Bruises might have healed. But 17-year-old Sam Kok never will. He died that day. And he left an all-too-familiar scene of grieving family and friends behind him.

The rest of us need to ask questions about where the gun came from. Tacoma police have said it was stolen during a home burglary in 1999. We don’t know how it wound up in the hands of a student who was known for buying and selling guns, who suffers, it appears, from schizophrenia.

This much is clear: The sheer availability of guns in this country leads to these fiery murders. Kids swipe them from their parents’ nightstands, steal one from a neighbor or find a shady gun dealer.

The Washington Legislature now has a chance to stem one possible source. Rep.
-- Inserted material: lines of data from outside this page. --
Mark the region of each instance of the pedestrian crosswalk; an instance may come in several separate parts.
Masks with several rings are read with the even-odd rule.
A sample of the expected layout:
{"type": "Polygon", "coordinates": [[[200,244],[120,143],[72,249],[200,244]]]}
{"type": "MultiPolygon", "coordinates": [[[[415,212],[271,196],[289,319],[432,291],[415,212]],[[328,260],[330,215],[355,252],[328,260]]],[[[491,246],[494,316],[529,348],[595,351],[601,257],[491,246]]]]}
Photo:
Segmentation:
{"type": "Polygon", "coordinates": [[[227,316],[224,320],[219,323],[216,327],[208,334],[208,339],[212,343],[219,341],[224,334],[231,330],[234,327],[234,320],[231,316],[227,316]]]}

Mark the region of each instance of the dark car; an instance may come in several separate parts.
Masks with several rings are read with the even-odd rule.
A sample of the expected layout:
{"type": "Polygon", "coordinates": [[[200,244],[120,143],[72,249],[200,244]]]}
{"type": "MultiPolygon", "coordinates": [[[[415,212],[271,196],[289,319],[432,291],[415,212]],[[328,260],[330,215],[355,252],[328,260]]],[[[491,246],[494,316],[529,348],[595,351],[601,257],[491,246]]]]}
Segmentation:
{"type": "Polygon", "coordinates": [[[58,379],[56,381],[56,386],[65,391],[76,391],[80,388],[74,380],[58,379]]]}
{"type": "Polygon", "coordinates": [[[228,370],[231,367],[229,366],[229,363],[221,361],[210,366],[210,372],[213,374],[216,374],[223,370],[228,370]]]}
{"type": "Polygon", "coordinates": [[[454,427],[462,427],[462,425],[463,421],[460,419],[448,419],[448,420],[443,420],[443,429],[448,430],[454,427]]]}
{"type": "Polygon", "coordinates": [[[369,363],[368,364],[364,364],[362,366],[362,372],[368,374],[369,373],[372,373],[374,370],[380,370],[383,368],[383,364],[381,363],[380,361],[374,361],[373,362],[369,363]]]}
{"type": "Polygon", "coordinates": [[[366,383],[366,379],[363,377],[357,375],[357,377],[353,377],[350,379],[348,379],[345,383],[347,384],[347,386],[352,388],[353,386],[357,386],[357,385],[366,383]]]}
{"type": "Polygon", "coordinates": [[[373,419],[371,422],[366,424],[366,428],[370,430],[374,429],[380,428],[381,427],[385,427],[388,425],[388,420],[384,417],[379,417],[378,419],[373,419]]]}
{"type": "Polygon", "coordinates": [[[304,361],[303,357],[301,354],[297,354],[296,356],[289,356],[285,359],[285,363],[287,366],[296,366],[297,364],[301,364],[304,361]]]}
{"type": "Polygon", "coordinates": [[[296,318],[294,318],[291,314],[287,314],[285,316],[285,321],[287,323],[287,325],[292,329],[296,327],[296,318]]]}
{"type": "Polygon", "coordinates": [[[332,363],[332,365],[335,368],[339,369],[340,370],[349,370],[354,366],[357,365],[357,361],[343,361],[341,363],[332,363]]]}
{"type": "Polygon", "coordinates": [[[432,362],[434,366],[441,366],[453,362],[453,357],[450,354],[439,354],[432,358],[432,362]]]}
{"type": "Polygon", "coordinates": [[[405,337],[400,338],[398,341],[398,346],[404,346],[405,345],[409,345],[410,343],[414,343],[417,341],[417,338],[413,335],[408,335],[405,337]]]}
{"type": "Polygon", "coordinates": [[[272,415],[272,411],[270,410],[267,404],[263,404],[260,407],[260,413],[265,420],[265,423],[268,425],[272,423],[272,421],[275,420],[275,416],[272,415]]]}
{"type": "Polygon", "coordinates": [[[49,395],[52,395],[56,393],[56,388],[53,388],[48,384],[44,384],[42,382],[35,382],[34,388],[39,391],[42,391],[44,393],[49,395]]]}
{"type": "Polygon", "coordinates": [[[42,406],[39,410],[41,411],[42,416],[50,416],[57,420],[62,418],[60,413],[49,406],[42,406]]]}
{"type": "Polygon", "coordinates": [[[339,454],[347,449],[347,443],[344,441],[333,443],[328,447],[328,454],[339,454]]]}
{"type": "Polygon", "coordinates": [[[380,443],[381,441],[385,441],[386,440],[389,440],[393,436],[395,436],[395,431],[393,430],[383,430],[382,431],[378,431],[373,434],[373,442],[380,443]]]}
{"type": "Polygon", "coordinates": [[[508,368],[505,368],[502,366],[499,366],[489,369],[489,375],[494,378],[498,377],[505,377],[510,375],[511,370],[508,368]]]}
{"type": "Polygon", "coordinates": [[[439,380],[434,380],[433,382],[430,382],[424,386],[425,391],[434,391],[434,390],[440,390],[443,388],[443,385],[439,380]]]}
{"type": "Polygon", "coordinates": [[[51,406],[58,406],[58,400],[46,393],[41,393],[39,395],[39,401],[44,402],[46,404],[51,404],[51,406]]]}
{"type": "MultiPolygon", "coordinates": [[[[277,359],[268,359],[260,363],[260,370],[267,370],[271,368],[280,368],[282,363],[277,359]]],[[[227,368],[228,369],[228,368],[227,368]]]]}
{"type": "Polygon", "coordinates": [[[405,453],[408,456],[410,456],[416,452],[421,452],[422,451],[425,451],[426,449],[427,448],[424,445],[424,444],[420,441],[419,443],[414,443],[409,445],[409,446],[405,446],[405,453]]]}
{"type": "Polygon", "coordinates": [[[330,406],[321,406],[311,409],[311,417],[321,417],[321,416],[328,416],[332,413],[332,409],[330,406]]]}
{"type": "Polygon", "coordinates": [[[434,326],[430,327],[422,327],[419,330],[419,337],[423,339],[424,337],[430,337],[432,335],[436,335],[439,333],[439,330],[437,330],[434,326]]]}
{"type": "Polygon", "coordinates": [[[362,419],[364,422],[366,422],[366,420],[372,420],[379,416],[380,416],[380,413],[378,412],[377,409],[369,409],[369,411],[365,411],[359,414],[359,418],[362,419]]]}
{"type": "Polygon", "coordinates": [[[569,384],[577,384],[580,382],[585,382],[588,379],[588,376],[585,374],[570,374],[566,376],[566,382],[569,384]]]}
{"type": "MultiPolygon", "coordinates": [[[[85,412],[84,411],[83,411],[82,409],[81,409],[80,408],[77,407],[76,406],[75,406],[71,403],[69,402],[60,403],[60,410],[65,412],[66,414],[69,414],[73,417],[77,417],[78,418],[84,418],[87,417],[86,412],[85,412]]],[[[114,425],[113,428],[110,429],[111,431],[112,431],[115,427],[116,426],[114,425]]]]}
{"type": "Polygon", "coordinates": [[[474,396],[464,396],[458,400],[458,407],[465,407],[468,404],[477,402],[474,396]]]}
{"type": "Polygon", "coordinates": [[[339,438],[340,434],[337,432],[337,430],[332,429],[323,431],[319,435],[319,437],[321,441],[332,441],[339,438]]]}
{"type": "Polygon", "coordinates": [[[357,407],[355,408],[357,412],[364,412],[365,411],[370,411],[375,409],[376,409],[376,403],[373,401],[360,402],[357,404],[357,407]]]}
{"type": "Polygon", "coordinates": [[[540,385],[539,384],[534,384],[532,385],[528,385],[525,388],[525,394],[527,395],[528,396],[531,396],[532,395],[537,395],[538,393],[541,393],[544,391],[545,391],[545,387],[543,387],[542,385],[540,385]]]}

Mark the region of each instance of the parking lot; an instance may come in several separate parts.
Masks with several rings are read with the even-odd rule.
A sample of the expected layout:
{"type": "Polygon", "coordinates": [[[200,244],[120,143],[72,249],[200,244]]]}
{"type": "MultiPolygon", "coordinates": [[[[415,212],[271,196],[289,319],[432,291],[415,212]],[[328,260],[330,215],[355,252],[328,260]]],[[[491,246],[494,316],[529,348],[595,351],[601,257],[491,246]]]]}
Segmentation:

Brendan Williams, D-Olympia, is sponsoring a bill to require gun show dealers to be licensed and to perform background checks on buyers. Retail gun dealers already have these requirements.

The law, he points out, shouldn’t worry his fellow law-abiding gun owners. It’s designed to keep guns away from criminals of all kinds – whether they’re sex offenders, potential terrorists, high school kids or the mentally ill.
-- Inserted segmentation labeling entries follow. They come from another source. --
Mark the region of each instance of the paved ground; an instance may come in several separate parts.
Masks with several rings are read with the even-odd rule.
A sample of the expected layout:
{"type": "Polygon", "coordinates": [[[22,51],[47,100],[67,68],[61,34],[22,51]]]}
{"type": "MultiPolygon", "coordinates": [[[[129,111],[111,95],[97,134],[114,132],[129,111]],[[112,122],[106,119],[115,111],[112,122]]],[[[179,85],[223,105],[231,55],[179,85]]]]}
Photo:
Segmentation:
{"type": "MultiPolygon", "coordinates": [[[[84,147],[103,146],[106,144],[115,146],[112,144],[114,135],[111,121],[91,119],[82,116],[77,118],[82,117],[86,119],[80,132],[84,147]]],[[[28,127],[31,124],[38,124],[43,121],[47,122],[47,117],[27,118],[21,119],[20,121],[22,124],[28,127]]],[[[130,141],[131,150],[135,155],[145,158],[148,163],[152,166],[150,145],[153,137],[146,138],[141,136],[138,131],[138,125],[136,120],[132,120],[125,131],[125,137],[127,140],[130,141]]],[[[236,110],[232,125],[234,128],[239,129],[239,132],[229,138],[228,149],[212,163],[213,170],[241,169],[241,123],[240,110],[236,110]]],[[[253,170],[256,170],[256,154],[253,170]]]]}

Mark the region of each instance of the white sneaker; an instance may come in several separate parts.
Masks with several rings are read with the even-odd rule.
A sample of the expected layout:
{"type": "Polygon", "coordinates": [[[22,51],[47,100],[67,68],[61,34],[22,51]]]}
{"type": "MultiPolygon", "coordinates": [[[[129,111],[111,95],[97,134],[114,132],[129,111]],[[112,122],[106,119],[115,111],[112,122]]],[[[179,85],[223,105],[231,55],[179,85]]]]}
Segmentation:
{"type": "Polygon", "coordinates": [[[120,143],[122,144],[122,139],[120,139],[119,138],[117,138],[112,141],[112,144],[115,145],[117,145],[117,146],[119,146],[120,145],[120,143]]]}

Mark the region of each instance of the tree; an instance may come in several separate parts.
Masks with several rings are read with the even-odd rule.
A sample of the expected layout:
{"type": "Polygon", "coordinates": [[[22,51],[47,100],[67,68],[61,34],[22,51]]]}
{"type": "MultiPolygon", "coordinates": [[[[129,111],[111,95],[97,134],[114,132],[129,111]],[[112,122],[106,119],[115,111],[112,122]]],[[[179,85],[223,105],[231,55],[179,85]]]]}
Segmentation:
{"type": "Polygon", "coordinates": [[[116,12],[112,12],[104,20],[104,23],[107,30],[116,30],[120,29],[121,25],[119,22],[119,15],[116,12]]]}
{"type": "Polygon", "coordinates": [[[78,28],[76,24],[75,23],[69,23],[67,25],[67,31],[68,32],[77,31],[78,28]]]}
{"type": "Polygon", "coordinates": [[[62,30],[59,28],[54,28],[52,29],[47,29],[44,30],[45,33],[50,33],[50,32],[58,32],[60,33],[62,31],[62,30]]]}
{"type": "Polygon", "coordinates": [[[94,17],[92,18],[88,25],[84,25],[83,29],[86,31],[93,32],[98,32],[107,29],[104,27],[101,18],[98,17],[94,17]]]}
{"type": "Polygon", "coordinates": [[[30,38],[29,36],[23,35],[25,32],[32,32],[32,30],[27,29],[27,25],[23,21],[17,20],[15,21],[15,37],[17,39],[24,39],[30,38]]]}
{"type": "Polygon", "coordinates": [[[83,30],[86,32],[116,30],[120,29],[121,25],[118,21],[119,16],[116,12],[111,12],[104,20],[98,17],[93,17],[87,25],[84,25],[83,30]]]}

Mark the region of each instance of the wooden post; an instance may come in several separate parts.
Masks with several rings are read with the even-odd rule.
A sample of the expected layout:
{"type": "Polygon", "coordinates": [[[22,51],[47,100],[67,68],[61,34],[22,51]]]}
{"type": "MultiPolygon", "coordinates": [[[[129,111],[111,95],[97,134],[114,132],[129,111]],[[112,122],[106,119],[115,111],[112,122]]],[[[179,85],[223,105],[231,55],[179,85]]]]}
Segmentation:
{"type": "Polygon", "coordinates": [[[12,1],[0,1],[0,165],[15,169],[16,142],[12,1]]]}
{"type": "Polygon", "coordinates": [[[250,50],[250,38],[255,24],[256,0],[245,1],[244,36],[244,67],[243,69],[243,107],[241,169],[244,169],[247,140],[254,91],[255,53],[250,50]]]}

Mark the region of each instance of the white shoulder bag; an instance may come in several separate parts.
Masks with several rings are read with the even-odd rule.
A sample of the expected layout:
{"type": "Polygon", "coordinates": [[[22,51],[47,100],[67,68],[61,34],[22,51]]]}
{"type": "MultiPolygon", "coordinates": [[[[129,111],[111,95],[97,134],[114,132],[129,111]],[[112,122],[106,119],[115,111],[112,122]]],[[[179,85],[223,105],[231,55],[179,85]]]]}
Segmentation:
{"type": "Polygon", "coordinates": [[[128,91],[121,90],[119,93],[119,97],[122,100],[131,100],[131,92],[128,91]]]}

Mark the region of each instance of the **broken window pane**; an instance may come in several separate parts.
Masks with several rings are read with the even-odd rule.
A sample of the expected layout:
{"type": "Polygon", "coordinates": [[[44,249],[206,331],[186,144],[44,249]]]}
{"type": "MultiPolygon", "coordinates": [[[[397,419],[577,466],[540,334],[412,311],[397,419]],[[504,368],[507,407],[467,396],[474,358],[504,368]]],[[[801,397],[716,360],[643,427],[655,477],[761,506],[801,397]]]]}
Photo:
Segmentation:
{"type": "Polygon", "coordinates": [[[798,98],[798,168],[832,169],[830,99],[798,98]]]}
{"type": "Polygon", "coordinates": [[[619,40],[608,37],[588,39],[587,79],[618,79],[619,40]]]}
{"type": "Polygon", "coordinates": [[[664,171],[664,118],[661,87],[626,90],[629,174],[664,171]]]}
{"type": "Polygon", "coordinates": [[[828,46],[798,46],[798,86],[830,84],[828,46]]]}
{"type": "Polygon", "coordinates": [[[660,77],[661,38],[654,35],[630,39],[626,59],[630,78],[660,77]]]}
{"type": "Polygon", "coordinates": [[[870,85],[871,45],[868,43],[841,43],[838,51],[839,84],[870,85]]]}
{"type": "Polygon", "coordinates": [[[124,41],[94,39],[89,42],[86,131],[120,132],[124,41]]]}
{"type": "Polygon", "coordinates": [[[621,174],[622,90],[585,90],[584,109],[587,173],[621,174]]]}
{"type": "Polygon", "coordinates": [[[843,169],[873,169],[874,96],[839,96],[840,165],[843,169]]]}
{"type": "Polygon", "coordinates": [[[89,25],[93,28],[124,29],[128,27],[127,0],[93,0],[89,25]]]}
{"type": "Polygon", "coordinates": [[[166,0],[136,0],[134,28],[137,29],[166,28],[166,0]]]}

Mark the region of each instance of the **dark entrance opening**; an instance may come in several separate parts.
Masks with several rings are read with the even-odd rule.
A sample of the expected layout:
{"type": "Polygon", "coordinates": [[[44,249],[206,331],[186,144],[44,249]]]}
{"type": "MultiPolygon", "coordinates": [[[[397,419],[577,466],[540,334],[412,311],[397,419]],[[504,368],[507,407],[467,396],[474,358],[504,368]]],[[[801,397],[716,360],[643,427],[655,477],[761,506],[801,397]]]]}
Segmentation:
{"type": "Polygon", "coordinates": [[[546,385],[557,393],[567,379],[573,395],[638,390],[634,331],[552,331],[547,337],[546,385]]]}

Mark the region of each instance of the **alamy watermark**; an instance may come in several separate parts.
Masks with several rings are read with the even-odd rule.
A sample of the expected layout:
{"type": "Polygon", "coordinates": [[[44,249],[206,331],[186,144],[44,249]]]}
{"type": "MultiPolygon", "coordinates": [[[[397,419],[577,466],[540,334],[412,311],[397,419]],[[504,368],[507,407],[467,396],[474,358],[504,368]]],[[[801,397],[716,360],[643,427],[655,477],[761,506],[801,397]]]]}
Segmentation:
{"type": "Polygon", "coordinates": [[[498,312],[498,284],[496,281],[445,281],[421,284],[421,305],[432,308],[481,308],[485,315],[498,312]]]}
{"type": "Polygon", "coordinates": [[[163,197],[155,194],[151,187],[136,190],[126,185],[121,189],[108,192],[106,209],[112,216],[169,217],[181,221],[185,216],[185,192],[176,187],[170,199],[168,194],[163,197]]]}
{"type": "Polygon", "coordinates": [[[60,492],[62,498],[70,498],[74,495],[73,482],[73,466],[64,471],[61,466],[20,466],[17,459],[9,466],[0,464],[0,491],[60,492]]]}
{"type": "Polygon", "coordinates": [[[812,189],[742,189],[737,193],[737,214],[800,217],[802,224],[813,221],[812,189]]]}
In Washington and Idaho, gun laws contain way too many loopholes. The Brady Campaign to Prevent Gun Violence gives Washington’s gun laws a D+, Idaho’s an F+. And Seattle Mayor Greg Nickels has joined the call for tighter gun restrictions, such as the bill before the Washington Legislature.

It wouldn’t prevent legitimate hunters from pursuing their sport.

But it would be a good law with the potential to help keep victims like Sam Kok alive.

At the same time, all of us should deeply consider the wisdom of keeping guns and ammunition in our homes without properly securing them. Too often they wind up associated not with hunting or self-defense, but with tragedy. Certainly that was the case when a student brought a gun to Lewis and Clark High School in Spokane in 2003.

As individuals, and as a society, we have no good reason for making guns so easily available to troubled kids. Without stricter laws, nightmares far more terrifying than Disney’s water-bucket-bearing brooms will continue.